Seed Starting Basics Part 2
Growing vegetables from seed is relatively straightforward. However I thought I might provide some pro tips on how to plan your plantings so that you can experience the joy of growing your own but also actually harvest enough to eat.
You may be excited about tomatoes but you aren't going to harvest any tomatoes for several months after you plant. Radishes on the other hand can be ready to eat in a matter of a couple of weeks. The good part is there is no need to choose one or the other. If you plan the timing and harvests and consider the space available, you can plant both tomatoes and radishes and some greens too.
First, let us consider the timing from planting to harvest.
On the left we have a packet of carrot seeds. It says that the number of days to maturity (or harvest) is 75-80 days. Now, here's the thing- you can eat carrots at pretty much any stage. You can eat them when they are babies, just slender little sweet things, or when they are larger and more robust. Most root vegetables and leafy greens are similar. You can eat them throughout their growing stages and somewhat stagger your harvest in that way. On the right side we have a packet of tomato seeds. Those say 75-90 days to harvest. For tomatoes, peppers, squash, cucumbers and eggplant you are harvesting the fruit of the plant. It takes more time to develop the fruit and you are generally not eating other parts of the plant. In the center photo are French style pole beans ready to harvest in just 60 days.
I might plan on planting carrots in an open area of ground while planting beans on a trellis or other structure. Both the carrots and beans would be direct seeded.

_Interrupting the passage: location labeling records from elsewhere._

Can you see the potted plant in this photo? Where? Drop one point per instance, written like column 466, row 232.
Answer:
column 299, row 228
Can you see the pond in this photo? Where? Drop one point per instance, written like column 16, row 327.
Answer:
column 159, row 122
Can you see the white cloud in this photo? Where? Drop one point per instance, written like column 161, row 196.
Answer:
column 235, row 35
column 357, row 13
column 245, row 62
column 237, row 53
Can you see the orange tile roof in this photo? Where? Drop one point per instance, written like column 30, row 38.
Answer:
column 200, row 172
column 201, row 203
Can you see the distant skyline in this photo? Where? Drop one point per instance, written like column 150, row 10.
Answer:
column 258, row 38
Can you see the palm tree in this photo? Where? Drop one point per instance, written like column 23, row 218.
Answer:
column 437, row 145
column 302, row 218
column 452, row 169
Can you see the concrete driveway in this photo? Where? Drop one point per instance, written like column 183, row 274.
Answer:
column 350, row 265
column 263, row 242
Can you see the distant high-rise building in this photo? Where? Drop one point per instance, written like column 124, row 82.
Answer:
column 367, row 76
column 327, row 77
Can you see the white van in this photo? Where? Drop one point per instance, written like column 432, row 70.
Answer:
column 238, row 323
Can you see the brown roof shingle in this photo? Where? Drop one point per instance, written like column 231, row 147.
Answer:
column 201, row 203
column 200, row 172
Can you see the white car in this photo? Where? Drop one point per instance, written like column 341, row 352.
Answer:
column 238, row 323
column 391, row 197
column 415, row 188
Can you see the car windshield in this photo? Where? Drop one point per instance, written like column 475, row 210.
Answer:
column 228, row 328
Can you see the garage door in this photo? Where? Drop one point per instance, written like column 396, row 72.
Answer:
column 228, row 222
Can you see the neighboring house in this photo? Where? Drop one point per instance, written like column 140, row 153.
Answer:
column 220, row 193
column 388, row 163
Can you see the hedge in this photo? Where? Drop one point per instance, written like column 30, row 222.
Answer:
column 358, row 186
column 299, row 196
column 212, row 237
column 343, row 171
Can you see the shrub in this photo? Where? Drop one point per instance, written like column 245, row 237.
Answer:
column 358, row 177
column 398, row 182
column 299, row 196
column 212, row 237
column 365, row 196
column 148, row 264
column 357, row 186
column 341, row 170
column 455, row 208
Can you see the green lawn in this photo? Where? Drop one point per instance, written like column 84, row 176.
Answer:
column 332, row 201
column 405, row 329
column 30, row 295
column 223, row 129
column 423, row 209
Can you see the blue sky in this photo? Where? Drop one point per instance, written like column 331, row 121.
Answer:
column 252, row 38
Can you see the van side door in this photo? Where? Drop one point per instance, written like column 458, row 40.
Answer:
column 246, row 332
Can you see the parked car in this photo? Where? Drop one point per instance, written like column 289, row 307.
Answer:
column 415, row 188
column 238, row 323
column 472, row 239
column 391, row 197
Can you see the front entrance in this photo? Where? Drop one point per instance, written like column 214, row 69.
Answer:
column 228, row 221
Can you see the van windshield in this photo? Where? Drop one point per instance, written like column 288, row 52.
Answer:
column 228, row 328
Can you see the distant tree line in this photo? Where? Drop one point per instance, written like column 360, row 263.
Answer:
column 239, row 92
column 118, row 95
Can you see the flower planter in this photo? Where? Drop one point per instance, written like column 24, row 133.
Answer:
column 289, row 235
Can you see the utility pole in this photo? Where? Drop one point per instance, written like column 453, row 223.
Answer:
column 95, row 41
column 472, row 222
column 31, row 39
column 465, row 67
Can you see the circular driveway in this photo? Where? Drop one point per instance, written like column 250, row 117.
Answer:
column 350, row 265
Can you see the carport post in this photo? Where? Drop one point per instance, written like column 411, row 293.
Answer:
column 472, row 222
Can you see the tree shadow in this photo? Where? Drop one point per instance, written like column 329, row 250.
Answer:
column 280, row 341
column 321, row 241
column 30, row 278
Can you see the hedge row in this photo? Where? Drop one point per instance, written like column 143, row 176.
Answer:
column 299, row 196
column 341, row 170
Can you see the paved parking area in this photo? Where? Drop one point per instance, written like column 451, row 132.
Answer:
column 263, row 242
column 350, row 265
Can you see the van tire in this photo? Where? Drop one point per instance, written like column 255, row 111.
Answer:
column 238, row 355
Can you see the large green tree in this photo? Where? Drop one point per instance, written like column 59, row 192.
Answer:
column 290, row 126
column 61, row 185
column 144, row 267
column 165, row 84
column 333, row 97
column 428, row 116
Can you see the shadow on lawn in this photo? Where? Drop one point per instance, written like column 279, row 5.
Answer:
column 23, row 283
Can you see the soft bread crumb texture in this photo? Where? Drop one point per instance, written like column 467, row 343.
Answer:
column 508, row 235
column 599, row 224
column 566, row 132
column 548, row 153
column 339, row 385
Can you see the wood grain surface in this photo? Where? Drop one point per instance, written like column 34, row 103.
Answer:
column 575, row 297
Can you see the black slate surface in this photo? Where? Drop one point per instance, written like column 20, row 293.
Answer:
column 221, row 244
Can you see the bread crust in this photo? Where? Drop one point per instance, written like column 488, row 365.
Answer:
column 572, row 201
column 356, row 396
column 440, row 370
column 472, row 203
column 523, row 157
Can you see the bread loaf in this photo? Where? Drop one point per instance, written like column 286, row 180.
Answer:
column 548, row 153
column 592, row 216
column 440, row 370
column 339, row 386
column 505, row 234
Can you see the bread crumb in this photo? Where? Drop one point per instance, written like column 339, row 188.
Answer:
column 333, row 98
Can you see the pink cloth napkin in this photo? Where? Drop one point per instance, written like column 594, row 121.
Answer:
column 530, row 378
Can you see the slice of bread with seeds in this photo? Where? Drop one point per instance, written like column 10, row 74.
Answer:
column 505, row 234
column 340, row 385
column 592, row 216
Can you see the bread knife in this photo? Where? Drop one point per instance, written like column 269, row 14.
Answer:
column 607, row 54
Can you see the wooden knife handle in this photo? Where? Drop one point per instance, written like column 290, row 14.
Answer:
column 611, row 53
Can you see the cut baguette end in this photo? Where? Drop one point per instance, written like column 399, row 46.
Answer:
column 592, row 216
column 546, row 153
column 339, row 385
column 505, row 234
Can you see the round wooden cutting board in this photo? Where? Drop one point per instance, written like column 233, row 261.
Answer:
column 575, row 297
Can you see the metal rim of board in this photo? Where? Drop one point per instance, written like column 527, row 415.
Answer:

Meanwhile I would start seeds of the tomato in pots and transplant them out to the garden in a few months. Just as the tomato plant is starting to get really big and taking over the whole area I would harvest the beans and pull the plants out or cut them off at soil level. The carrots I would harvest over a long period. First I would thin them out and eat some as itty bitty carrots, probably straight from the soil, just brushing them off on my shirt. Then I would eat a few the following week and so on. Thus I am not only prolonging the time of my carrot harvest but I'm creating more room for the remaining carrots at the same time. Crowding will reduce the size of any root vegetable so leaving them enough space to develop is crucial if you want to have a few get big enough to look like your familiar supermarket veggies.
Tomatoes are by far the #1 edible plant for home growers. They outsell all of the other veggies by far. But if you really want to grow more of what you eat or provide for your family's food security you should think about growing a variety of crops. For beginners I highly recommend radishes and lettuce. Both are easy and quick. Squash are another easy to grow, high satisfaction plant. Generally I would wait until May to plant my squash so no rush on those. Another word of wisdom from an experienced gardener is don't plant too many squash plants. You really only need one or two zucchini plants, tops.
If you have a really large space you can always grow more and plan to give away your surplus. You can 'plant a row for the hungry' and dedicate a certain amount of space for food you plan to donate to a food pantry or similar organization. The future is certainly uncertain right now and there will continue to be a need for donations and gifts of fresh healthy food. So plan ahead and then go out and get planting!